The New York Times on Monday acknowledged that its reporting on the Oct. 17 hospital blast in Gaza City “relied too heavily on claims by Hamas and did not make clear that those claims could not immediately be verified.”
Hamas health authorities claimed that day that an explosion at Al-Ahli Arab Hospital killed 471 Palestinians. The terrorist group immediately blamed Israel, accusing the Israel Defense Forces of deliberately striking the hospital.
In response to Hamas’s accusations, violence erupted around the region, as angry protesters gathered in front of Israeli diplomatic missions.
Israel has presented conclusive evidence that a faulty Palestinian Islamic Jihad rocket struck near the hospital. No Israeli air force, ground or naval attacks were carried out in that area at the time of the blast, stated IDF Spokesman Rear Adm. Daniel Hagari.
U.S., French and Canadian intelligence services have confirmed that Israel was not responsible for the explosion.
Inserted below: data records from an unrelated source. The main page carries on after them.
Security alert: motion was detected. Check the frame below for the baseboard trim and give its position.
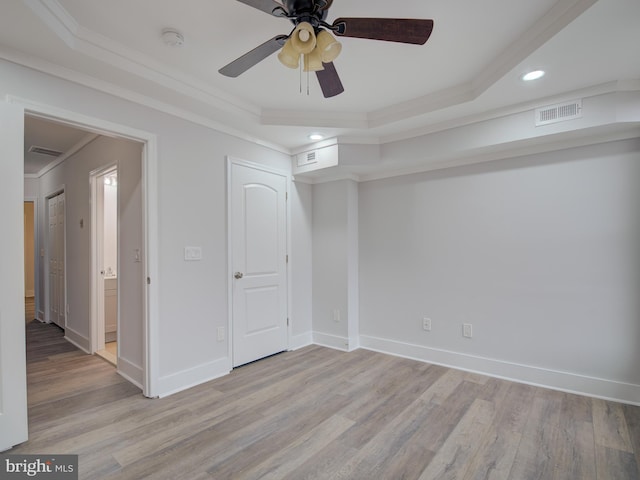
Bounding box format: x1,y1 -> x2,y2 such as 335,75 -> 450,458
312,332 -> 349,352
289,332 -> 313,350
64,327 -> 91,354
360,335 -> 640,406
116,357 -> 144,390
154,357 -> 231,398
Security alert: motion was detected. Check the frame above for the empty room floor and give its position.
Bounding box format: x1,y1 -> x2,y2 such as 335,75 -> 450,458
11,322 -> 640,480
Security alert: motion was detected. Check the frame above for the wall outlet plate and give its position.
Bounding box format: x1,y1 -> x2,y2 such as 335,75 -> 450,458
462,323 -> 473,338
184,247 -> 202,262
422,317 -> 431,332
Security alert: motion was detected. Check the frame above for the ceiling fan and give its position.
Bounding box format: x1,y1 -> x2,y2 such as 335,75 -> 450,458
218,0 -> 433,98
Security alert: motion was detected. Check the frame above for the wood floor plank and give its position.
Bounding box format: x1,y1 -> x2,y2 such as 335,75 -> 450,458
11,316 -> 640,480
553,394 -> 597,480
592,399 -> 633,452
419,399 -> 495,480
509,392 -> 561,480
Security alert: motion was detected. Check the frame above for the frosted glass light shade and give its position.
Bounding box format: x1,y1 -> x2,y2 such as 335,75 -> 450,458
290,22 -> 316,55
303,48 -> 324,72
316,30 -> 342,63
278,39 -> 300,68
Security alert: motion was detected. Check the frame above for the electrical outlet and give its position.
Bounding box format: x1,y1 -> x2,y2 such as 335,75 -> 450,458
422,317 -> 431,332
462,323 -> 473,338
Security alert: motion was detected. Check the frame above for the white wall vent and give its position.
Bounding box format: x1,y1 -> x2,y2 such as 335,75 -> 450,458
28,145 -> 62,157
536,100 -> 582,127
297,150 -> 318,167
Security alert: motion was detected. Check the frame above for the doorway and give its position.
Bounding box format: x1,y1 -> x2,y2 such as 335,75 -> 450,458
24,199 -> 36,323
45,191 -> 67,330
228,160 -> 289,367
91,166 -> 119,366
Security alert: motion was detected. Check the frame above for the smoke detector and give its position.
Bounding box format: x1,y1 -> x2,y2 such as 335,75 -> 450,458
162,28 -> 184,47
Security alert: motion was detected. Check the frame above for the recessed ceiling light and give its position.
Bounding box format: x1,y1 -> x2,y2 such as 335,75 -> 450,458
162,28 -> 184,47
522,70 -> 544,82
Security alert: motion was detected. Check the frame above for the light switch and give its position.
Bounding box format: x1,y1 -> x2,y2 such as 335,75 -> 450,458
184,247 -> 202,262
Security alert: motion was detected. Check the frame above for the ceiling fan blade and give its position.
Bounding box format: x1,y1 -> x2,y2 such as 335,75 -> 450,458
238,0 -> 285,17
218,35 -> 287,78
316,62 -> 344,98
333,18 -> 433,45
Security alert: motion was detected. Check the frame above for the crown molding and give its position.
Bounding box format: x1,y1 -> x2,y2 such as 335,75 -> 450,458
0,47 -> 291,155
23,0 -> 596,130
23,0 -> 260,119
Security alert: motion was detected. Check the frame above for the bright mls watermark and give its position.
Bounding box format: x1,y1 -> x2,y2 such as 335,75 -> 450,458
0,455 -> 78,480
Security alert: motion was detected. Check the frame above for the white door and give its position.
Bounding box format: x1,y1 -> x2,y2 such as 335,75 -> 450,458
47,193 -> 66,328
0,101 -> 28,452
230,163 -> 288,367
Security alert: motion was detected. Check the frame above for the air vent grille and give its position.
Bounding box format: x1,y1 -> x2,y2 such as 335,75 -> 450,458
298,150 -> 318,167
536,100 -> 582,127
29,145 -> 62,157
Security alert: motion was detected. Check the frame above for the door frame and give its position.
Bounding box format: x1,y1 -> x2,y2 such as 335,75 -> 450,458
89,163 -> 120,354
226,155 -> 293,370
6,95 -> 160,398
42,184 -> 67,329
24,195 -> 39,321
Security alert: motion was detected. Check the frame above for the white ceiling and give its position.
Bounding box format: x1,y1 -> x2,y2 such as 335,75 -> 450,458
0,0 -> 640,161
24,116 -> 91,175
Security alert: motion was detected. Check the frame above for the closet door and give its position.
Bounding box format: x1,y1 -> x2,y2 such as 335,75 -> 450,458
47,197 -> 58,324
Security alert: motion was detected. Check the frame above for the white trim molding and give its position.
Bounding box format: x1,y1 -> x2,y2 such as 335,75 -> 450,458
360,335 -> 640,405
313,332 -> 350,352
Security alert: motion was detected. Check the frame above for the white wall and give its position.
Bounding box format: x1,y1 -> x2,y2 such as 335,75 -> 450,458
312,180 -> 359,350
289,182 -> 313,348
102,182 -> 117,275
360,139 -> 640,402
0,61 -> 307,395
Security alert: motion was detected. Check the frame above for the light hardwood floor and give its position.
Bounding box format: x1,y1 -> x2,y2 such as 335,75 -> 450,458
11,322 -> 640,480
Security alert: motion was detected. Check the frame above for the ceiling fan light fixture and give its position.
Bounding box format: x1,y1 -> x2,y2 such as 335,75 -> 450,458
303,48 -> 324,72
290,22 -> 316,55
316,30 -> 342,63
278,39 -> 300,68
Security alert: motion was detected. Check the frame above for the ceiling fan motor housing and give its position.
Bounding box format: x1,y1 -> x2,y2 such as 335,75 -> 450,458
282,0 -> 328,24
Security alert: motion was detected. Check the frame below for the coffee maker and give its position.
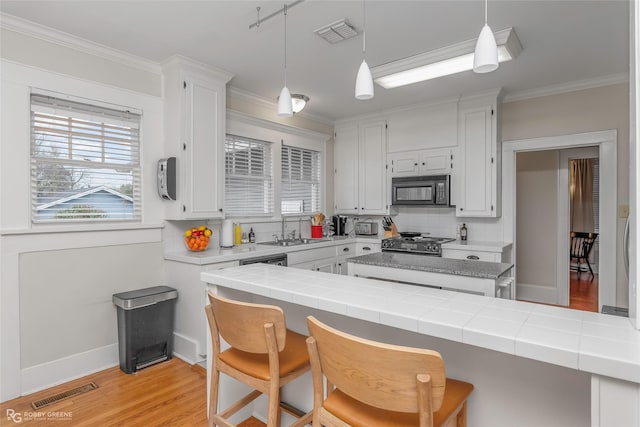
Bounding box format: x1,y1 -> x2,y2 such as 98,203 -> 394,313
331,215 -> 347,236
In addition, according to European intelligence officials cited by the Agence France-Presse, Hamas massively inflated the death toll. “There weren’t 200 or even 500 deaths. More likely between 10 and 50,” an anonymous source told the news agency.
On Thursday, U.S. State Department spokesman Matthew Miller slammed journalists for accepting claims by Hamas officials. “I saw a number of reports … that took Hamas’s word at face value—the word of a terrorist organization,” Miller said.
“I don’t mind people treating our claims skeptically. Everyone has a right to do that. We stand up here every day and defend them, but I would hope that everyone who is watching what’s happening would not take claims from a terrorist organization at face value,” added the spokesman.
In an Oct. 18 article, the HonestReporting media watchdog group charged the Grey Lady with committing a “journalistic crime.”
“Without waiting for a single fact to be established—other than a hospital had been hit—the NYT jumped at the opportunity to lay the blame at Israel’s door, including by parroting the claim in its headline that 500 people had died without even bothering to mention that Hamas controls the Palestinian Health Ministry,” HonestReporting wrote.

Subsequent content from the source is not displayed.